En 1945, il est professeur de linguistique à l’École nationale de la France d’Outre-mer et devient député du Sénégal à l’Assemblée nationale française.

Il écrit contre le colonialisme et l’esclavagisme, dénonçant le mépris pour l’homme noir.

Il faut dire qu’il est né dans un petit port marin non loin de Dakar, d’où partirent, depuis l’île de Gorée, d’innombrables Africains capturés pour être vendus comme esclaves.


L’île de Gorée et la maison des esclaves, lieu de départ des Africains capturés pour être envoyés comme esclaves aux Amériques, devenu lieu symbolique mondial de l’esclavage, à côté duquel se trouve depuis 2002 une sculpture commémorative offerte par la Guadeloupe. © Étienne Madranges

En 1946, il rencontre Ginette Éboué, née en 1923, qui travaille dans un cabinet ministériel et dont il connaît les frères.

Ginette Éboué est la fille du Guyanais Félix Éboué, décédé en 1944, ancien gouverneur général de l’Afrique équatoriale française, grand résistant français, compagnon de la libération. Senghor est un admirateur de Félix Éboué auquel il a consacré un poème dans son recueil intitulé « Hosties noires » rédigé en 1942, écrivant : « Éboué ! tu es pierre qui amasse mousse, parce que tu es stable et que tu es debout ».

Il épouse Ginette, de 17 ans sa cadette, le 12 septembre 1946.

Cette union se révèle hélas plutôt malheureuse, même si le couple a deux fils, Francis et Guy.

Dès 1954, les époux envisagent de se séparer. Mais ils sont catholiques et le divorce n’est pas envisageable. Il leur faut donc saisir une juridiction ecclésiastique. Or, celle de l’archidiocèse de Dakar ne sera opérationnelle qu’un peu plus tard (et le tribunal interdiocésain sénégalais de Thiès ne sera installé qu’en décembre 2000 !). La seule solution est de se tourner vers le Vatican pour mettre fin officiellement à une union dont Senghor dira plus tard après son second mariage qu’il s’agissait d’un « mariage par devoir ».

Une annulation vaticane

La juridiction compétente pour statuer sur la validité du mariage de Léopold et Ginette est donc la Rote romaine (Rota romana). La saisine et le fonctionnement du tribunal de la Rote sont prévus par le droit canon. Le canon n°1599 du code de droit canonique de 1917, valable jusqu’en 1983, dispose que la Rote est une juridiction du second degré, qui intervient donc en appel des décisions rendues par les officialités dans les archidiocèses des pays mais qui peut juger en première instance, en dehors des causes majeures, de son propre chef ou à la demande du pape pour des dossiers particuliers.
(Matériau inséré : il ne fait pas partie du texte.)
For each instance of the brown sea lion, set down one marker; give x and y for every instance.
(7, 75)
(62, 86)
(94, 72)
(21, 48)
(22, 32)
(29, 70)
C’est notamment le cas pour certaines personnalités.

Or, Léopold est déjà un personnage politique connu, il est député et Secrétaire d’État en France avant de devenir maire de Thiès (Sénégal) en 1956, et Ginette est la fille d’un gouverneur général. La validité de leur mariage peut donc être évoquée par la Rote. Les époux, toujours selon le même code (canon n° 1657), ne peuvent être assistés que par des avocats catholiques et « de bonne réputation ».

Ils doivent surtout trouver les motifs d’une annulation de leur mariage, car le canon 1099 énonce : « L’erreur concernant l’unité ou l’indissolubilité ou bien la dignité sacramentelle du mariage, pourvu qu’elle ne détermine pas la volonté, ne vicie pas le consentement matrimonial », et le canon n° 1141 est formel : « Le mariage conclu et consommé ne peut être dissous par aucune puissance humaine ni par aucune cause, sauf par la mort ».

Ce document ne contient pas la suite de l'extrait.